Dutch cellco KPN Mobile yesterday launched third generation (3G) mobile services to consumers, three months after rolling out the offering to business users. The company claims its 3G network currently covers 50% of the Netherlands’ main cities, and that it expects it to be available to 40% of the Dutch population by the end of 2004. Customers currently have just one handset at their disposal, the SonyEricsson Z1010, which it is retailing at EUR219 in combination with an UMTS subscription.
KPN shares the Dutch mobile market with four other network operators – Vodafone, Telfort (formerly O2), Orange and T-Mobile – plus two newly established MVNOs, Tele2 Mobiel and Scarlet Telecom. The highly saturated 2G services market has seen several of the operators suffer a drop in customer numbers at certain points over the last few years, although all managed to bounce back in 2003, and by the end of June 2004 there were 14.478 million mobile subscribers in the country, up from 11.95 million at the end of 2002, a penetration rate of 88.9%. KPN’s market share stood at 37.3% at the same date, down from just over 50% at the end of 1999. Its nearest competitor Vodafone has also seen its market share fall over the same period, losing more than seven percentage points to stand at 23.8%. The other three network operators, meanwhile, have had better fortune, with T-Mobile adding 10% to its market share in just over four years to end the period with 15.4%, while Telfort and Orange have each added around five percentage points to reach 12.8% and 10.7% respectively.

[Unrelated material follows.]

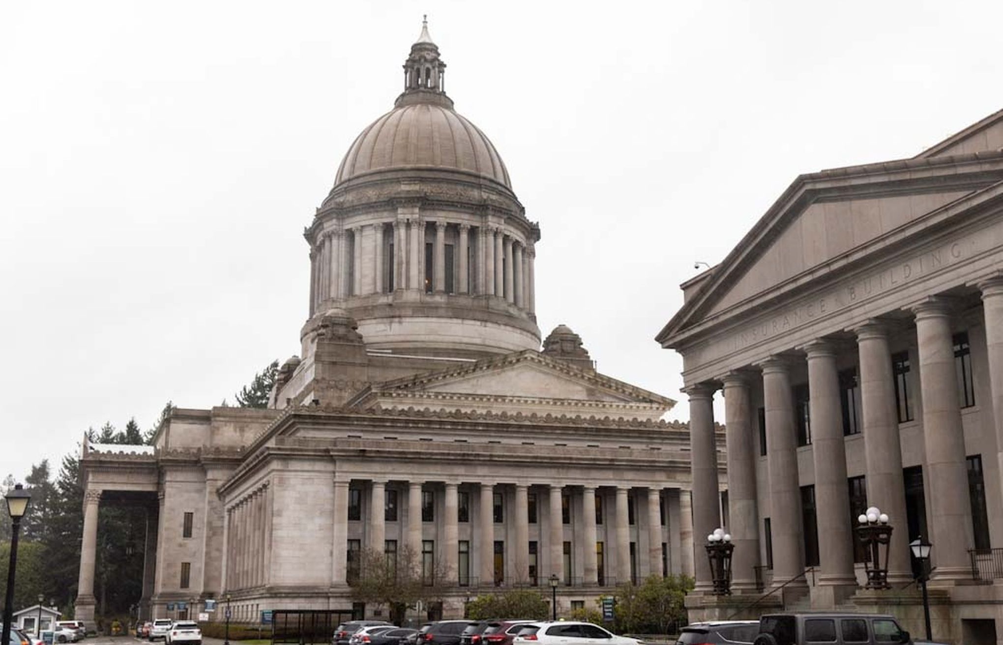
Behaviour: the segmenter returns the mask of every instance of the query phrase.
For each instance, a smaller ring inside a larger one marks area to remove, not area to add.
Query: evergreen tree
[[[261,373],[254,375],[250,385],[245,385],[234,395],[237,397],[237,404],[241,407],[268,407],[268,397],[278,373],[279,361],[273,360]]]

All five main operators hold 3G licences, having received their 15-year concessions in July 2000. The licence terms required them to provide coverage of 12% of the population by 1 April 2004 and 60% by the beginning of 2007. However, during 2001 concerns began to grow that the effects of the global slowdown and the cooling of sentiment towards 3G services could affect the long-term stability of the industry, and in August that year the Dutch labour unions asked the government to take steps to stimulate investment in 3G. OPTA, the NMa and the Ministry of Economic Affairs agreed to allow network sharing with the aim of reducing costs and providing a more rapid rollout, and in November 2001 KPN Mobile signed a MoU with Telfort with the aim of building a 3G network together, though they shelved their plans in February 2003. Meanwhile, in May 2002, T-Mobile and Orange set up a 50/50 joint venture under the banner RANN for the joint rollout of their 3G networks. The two cellcos will keep independent control of their networks but will cooperate with the rollout of the radio access network and the core operations and maintenance centre. Vodafone has not revealed any plans for 3G network sharing.